Highly Toxic ‘Invisible Oil’ Made BP’s Deepwater Horizon Spill Even Worse
“Invisible oil” from BP’s horrific Deepwater Horizon catastrophe carried an even bigger, more damaging environmental footprint across the Gulf of Mexico than originally reported, according to new research published as the tenth anniversary of the epic oil spill approaches this April.
The study, published earlier this month in the journal Science, “shows that a significant amount of oil and its toxic footprint moved beyond fishery closures where it was thought to be contained and escaped detection by satellites as it flowed near the Texas shore, west Florida shore, and within a loop current that carries Gulf water around Florida’s southern tip up toward Miami,” the Washington Post reports.
Like this story? Subscribe to The Energy Mix and never miss an edition of our free e-digest.
“Current estimates show the 210 million gallons of oil released by the damaged BP Deepwater Horizon Macondo well spread out over the equivalent of 92,500 miles,” the paper adds. “But the oil’s reach was 30% larger than that estimate, the new study says,” partly due to so-called “invisible oil” that was “concentrated below the water’s surface and toxic enough to destroy 50% of the marine life it encountered.”
“Oil in these concentrations for surface water extended beyond the satellite footprint and fishery closures, potentially exterminating a vast amount of planktonic marine organisms across the domain,” the study stated.
Those findings “show that the government’s understanding of how oil flowed from Deepwater Horizon was limited and that it underestimated the extent to which marine life was killed or poisoned by toxic crude,” the Post says. The revelation comes with the Trump administration “preparing to finalize a sweeping proposal that would allow the oil and gas industry to buy leases in every part of the Atlantic, Pacific, and Arctic oceans, in addition to a leasing expansion in the Gulf.”
The Post traces the findings to a model developed by senior study author Claire Paris-Limouzy, an ocean scientist at the University of Miami’s Rosenstiel School of Marine and Atmospheric Science, that “provided a fuller picture of the oil’s footprint” than the two-dimensional satellite imagery other analysts were using.

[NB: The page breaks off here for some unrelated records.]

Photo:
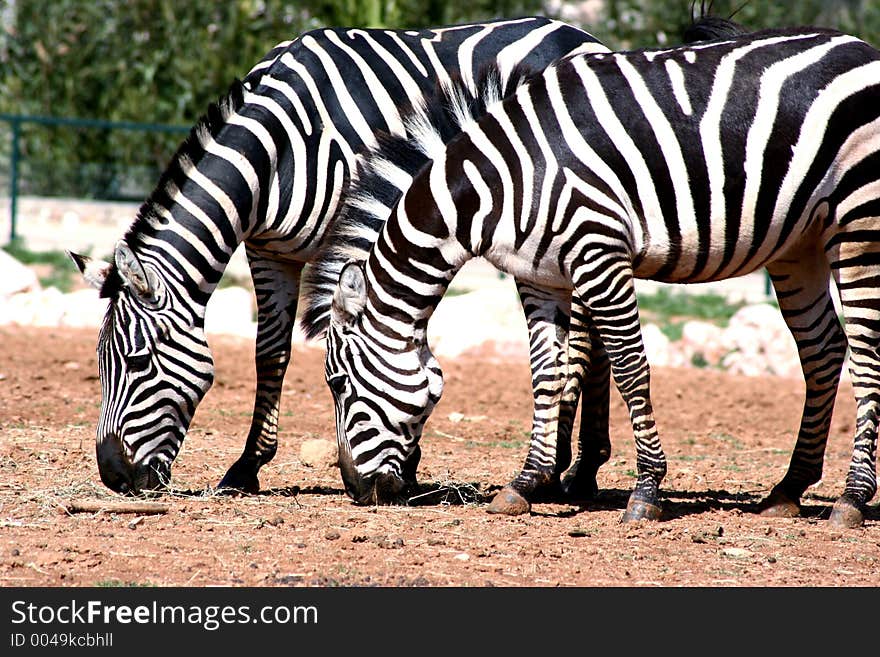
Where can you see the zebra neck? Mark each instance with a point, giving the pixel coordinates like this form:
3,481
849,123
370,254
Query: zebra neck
407,285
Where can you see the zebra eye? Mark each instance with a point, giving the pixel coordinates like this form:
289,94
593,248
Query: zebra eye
137,362
337,383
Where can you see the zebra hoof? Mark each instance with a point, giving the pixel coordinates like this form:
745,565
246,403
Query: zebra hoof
640,510
238,481
846,515
509,503
779,505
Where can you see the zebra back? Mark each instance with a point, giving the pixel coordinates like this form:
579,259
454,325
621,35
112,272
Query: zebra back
384,172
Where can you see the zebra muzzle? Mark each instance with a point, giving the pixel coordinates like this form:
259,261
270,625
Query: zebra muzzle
119,474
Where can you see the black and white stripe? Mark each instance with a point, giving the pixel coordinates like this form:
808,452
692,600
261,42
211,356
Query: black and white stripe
683,165
269,166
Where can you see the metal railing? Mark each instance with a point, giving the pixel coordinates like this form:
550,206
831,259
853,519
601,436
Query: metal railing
16,121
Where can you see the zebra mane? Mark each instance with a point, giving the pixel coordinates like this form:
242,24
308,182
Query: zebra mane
188,154
384,172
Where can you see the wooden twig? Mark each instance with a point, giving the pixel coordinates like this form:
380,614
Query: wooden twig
111,506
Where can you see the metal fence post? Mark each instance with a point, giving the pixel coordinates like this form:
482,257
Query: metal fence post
13,179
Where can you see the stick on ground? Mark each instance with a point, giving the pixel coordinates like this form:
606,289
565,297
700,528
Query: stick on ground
110,506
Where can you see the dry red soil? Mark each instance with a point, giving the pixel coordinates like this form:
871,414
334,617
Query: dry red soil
728,440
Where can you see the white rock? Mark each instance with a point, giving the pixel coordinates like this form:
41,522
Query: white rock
230,311
491,314
15,277
702,339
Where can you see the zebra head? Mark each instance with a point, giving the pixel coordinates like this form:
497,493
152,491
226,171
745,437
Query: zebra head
155,366
383,388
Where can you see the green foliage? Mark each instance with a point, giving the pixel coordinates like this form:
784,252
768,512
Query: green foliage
60,270
155,61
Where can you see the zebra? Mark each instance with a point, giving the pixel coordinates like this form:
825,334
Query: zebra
688,164
268,165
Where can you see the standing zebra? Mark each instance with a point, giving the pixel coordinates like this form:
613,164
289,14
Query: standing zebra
268,166
684,165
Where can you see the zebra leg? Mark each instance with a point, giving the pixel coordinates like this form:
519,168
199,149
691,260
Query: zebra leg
860,301
801,286
589,374
547,315
276,285
608,289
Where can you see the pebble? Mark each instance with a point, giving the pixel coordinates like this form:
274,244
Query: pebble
736,553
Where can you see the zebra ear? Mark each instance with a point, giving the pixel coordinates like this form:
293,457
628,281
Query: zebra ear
350,296
132,271
95,272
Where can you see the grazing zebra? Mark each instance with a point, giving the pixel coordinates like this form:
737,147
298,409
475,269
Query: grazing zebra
268,166
686,165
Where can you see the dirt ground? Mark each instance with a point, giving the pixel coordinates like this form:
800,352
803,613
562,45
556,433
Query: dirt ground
727,439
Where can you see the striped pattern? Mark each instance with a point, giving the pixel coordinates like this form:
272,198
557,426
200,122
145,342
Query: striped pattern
269,166
683,165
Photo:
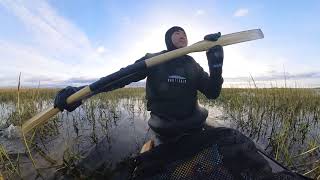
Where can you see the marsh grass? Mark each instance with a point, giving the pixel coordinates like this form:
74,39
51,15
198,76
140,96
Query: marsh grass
283,121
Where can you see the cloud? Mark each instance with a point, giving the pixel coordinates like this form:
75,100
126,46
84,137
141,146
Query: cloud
241,12
101,49
57,49
200,12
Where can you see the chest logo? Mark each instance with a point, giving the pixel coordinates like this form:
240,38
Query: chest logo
177,79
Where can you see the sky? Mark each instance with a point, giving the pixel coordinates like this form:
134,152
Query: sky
55,43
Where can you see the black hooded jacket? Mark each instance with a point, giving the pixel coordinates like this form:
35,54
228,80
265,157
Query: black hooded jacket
171,91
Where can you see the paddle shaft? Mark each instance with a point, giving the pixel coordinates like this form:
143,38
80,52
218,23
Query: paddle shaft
104,82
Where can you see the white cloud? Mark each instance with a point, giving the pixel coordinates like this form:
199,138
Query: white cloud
59,49
101,50
241,12
200,12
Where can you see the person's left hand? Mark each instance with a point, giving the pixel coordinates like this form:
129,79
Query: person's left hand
212,37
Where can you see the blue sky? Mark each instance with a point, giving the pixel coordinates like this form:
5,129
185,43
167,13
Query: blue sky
59,43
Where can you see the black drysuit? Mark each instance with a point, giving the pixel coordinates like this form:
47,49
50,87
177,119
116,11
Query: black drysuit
171,92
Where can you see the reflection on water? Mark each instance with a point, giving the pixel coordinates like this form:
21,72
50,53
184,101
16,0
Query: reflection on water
102,133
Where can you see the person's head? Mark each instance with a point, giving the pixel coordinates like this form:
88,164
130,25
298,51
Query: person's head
176,38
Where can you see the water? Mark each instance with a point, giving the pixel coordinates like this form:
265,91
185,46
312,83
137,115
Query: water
104,133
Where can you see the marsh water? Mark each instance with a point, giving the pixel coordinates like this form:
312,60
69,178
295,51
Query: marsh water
104,133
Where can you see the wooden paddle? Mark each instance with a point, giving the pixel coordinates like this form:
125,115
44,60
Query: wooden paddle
204,45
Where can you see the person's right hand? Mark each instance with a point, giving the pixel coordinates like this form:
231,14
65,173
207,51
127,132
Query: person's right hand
60,100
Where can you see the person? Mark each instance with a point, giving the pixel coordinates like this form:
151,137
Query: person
171,88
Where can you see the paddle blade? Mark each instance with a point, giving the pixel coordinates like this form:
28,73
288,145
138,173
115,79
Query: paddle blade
38,119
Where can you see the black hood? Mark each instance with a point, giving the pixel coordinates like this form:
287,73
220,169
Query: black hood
168,35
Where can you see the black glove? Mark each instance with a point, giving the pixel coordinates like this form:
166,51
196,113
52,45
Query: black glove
215,58
60,100
214,54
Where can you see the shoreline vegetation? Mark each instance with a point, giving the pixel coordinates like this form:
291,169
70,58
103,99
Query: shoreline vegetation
282,121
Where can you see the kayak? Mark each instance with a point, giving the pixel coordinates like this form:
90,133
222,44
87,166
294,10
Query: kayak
217,153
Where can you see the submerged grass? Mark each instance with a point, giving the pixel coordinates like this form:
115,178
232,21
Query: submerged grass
283,121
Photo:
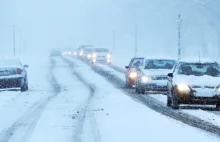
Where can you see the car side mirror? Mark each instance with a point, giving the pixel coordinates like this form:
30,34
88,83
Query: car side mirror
170,75
138,68
26,66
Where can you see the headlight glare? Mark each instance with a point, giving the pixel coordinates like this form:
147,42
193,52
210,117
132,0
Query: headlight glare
183,88
89,56
144,79
94,55
133,75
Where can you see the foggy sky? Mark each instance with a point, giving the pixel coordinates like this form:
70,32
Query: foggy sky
45,24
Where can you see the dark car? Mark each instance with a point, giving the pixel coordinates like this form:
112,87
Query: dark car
194,83
131,71
153,75
13,74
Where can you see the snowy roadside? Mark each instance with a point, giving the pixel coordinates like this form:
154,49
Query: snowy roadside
14,105
63,118
123,119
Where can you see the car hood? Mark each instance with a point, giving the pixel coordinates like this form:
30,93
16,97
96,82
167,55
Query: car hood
101,53
199,81
156,72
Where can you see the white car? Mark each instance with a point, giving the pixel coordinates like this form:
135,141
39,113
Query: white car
13,74
153,75
101,55
194,83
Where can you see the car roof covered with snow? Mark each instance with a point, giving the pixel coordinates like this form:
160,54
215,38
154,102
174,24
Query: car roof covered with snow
9,61
196,60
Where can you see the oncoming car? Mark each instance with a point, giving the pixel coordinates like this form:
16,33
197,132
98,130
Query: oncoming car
101,55
153,75
194,83
13,74
131,72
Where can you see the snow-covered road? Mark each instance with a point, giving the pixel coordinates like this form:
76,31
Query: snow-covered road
69,100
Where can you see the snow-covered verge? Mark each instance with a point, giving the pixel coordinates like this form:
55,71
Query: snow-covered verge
60,120
16,106
119,118
194,110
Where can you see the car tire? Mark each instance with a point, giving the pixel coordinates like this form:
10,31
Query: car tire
169,101
139,91
174,102
218,105
127,85
24,87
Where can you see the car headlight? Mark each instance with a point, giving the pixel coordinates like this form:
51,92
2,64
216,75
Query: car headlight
183,88
94,55
133,75
108,56
81,53
144,79
89,56
108,61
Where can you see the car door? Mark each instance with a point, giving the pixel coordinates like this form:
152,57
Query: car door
170,80
128,69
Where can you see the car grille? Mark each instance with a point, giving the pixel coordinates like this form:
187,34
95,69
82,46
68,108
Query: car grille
208,87
160,78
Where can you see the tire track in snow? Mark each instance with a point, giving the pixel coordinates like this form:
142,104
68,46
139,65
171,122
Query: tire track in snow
25,125
86,111
156,105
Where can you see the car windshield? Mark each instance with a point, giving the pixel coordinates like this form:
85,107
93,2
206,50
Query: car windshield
200,69
9,62
101,50
88,50
136,63
159,64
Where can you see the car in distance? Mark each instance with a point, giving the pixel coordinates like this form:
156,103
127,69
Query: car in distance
153,75
194,83
55,52
13,74
101,55
131,72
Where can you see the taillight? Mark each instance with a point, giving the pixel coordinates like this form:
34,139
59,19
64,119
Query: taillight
19,71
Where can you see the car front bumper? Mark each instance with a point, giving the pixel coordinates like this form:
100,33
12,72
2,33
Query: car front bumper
194,98
11,82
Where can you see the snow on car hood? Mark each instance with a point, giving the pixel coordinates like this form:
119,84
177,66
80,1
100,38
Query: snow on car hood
156,72
197,80
101,53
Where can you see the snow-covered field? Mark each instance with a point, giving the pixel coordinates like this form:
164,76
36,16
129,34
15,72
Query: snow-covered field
70,102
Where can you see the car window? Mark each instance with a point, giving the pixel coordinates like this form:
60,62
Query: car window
136,63
9,62
101,50
198,69
159,64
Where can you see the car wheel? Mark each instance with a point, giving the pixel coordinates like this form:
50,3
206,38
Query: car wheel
169,101
174,102
218,105
140,91
127,85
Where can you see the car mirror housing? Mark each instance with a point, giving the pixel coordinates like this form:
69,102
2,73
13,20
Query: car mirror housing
26,66
170,75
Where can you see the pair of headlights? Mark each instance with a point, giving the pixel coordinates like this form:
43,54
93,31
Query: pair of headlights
91,56
186,88
108,56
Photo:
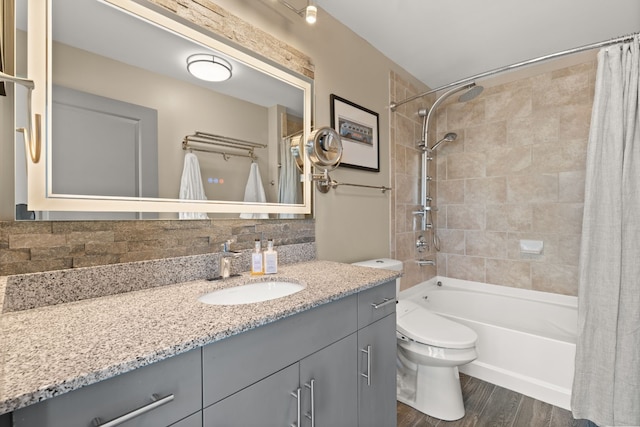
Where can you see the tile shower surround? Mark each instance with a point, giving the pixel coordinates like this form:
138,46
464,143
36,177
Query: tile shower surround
515,172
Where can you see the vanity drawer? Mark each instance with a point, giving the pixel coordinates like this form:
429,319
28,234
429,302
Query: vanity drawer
233,363
376,303
179,376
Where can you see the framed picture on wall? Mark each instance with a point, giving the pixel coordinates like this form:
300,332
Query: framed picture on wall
359,131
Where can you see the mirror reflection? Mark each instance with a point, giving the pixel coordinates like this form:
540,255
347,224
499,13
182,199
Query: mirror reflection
130,118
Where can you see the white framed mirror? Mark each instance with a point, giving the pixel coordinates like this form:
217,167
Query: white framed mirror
121,112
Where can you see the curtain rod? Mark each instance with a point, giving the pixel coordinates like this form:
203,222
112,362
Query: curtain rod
394,105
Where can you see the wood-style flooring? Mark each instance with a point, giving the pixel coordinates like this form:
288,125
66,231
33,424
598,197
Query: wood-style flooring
490,405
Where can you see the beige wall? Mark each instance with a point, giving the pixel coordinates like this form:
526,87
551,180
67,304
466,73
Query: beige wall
351,223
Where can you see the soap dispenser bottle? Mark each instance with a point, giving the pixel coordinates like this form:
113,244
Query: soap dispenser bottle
270,259
257,265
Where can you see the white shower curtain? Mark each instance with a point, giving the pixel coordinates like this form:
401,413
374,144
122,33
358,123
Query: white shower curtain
289,180
606,388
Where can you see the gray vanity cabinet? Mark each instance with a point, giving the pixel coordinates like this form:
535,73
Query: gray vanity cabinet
332,365
377,357
327,376
377,393
255,378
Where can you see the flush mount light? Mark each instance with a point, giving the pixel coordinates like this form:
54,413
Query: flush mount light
208,67
310,13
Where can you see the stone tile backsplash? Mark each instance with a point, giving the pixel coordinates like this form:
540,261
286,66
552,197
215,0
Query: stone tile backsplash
37,246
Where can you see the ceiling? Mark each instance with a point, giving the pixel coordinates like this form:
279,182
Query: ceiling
442,41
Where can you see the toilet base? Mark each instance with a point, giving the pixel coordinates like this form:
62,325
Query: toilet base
437,393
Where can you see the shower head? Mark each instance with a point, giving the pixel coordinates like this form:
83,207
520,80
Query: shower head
473,91
447,138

The more sophisticated model “allowed researchers to trace Deepwater Horizon’s oil from its source and show how it was manipulated by wave action, mixed with ocean plumes, and sank and rose to and from the ocean floor.” That action was augmented when Hurricane Alex brought powerful southerly winds through the Gulf between June 28 and July 1, 2010, “enhancing and mixing and bleaching the Deepwater Horizon oil,” the study said.
After that, Rosenstiel researchers spotted the discrepancy between the satellite images and their own models.
“That is what kicked off our study,” said study co-author and Rosenstiel post-doctoral associate Igal Berenshtein. “The extent was larger than the satellite footprint and the fishery closures” where federal marine scientists had designated contaminated zones. “One of them must be wrong, right? There was strong support that the footprint extended beyond the satellite data and the closures.”
Even though it was less concentrated than the oil on the surface, Berenshtein told the Post the additional contamination was extremely toxic. “Basically, when you have oil combined with ultraviolet light it becomes two times more toxic than oil alone. Oil becomes toxic at very low concentrations.”
And that conclusion “kind of changes the way you think about oil spills,” he added. “I didn’t think this way before I did this study. I assumed the satellite image captures the oil spill, and that’s it. People have to change the way they see this so they know there’s this invisible and toxic component of oil that changes marine life.”
Paris-Limouzy said Deepwater Horizon “was no regular oil spill,” since it “happened in the deep ocean. Between the deep sea floor and the surface is a lot of water,” making the toxic product vulnerable to hurricanes, tropical storms, and natural wave action.
“If you want to respond to this kind of spill, you have to know where the entire mass is, the amount of oil that came out of the well, and know that the footprint is not only on the surface, but in three dimensions,” she told the Post.